As a member of Congress, I would champion the legalization of cannabis for adult use. This change would remove the threat of criminal prosecution for the millions of people living in communities where cannabis is now legal and end the costly and harmful federal practice of prosecuting our citizens for actions that are crimes only because the federal government refuses to change its policies to reflect the super majority of states across this country. I support eliminating the barriers at VA hospitals and clinics that hamstring physician recommendations of cannabis to our veterans. I support removing the unfair burden of 280E restrictions on deductible expenses for cannabis businesses. I support decriminalization of low-level cannabis offenses at the federal, state, and local levels, and believe that previous convictions should be expunged. In short, I support bringing our laws on cannabis in line with what we know scientifically to be true and what we know as a society to be just.

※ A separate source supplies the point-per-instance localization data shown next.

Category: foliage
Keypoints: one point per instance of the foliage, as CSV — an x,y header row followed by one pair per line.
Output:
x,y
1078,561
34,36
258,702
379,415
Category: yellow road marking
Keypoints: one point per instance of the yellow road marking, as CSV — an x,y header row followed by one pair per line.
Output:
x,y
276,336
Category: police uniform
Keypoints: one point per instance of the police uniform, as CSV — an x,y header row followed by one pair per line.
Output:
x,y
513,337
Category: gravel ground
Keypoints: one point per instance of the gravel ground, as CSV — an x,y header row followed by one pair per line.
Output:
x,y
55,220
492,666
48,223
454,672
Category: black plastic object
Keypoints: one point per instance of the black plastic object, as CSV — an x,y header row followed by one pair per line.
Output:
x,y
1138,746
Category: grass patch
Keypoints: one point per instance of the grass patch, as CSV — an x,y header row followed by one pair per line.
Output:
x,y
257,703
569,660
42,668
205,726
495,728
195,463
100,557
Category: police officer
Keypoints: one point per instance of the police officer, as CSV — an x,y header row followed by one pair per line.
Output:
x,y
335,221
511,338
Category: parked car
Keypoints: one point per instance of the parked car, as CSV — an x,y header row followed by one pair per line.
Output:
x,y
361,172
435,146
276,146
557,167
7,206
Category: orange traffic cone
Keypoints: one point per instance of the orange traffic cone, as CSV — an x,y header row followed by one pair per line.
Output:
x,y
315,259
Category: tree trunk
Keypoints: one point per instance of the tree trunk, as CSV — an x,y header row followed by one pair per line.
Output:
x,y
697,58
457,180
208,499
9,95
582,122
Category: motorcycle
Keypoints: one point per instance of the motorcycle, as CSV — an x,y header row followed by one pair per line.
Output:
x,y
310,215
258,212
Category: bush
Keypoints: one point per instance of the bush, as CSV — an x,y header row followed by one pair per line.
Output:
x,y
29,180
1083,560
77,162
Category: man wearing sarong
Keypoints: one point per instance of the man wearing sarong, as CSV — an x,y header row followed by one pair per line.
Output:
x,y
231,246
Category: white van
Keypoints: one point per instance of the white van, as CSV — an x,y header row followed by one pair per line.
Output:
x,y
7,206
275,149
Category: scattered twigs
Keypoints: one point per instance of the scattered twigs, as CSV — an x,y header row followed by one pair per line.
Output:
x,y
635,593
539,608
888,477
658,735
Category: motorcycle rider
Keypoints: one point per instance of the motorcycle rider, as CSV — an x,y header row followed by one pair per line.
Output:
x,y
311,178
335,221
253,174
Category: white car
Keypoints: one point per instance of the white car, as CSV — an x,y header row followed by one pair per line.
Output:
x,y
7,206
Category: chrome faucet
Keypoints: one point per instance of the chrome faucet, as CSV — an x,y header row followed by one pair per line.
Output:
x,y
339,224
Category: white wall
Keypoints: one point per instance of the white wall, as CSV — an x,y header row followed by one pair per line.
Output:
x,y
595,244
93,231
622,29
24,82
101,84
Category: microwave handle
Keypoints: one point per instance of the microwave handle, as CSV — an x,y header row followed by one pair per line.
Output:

We live in a time of flux and Americans are re-examining fundamental tenants of our society. We are all attempting to redress the mistakes of our past and change the policies of our present so that our children will live in a society that does not satisfy itself with the belief that we must do what we have always done. In this case, the evidence is before us. The science is there. The people are speaking. Gallup polls indicate that over 66% of Americans believe cannabis should be legalized. To go even another year without significant change to our federal position on cannabis is to continue to bury our heads in the sand. And that is a mindset on which a free Republic should never, ever settle. We must do better.

I hope you will join me in my support for the legalization of cannabis in the support of my candidacy for Rhode Island’s Second Congressional District.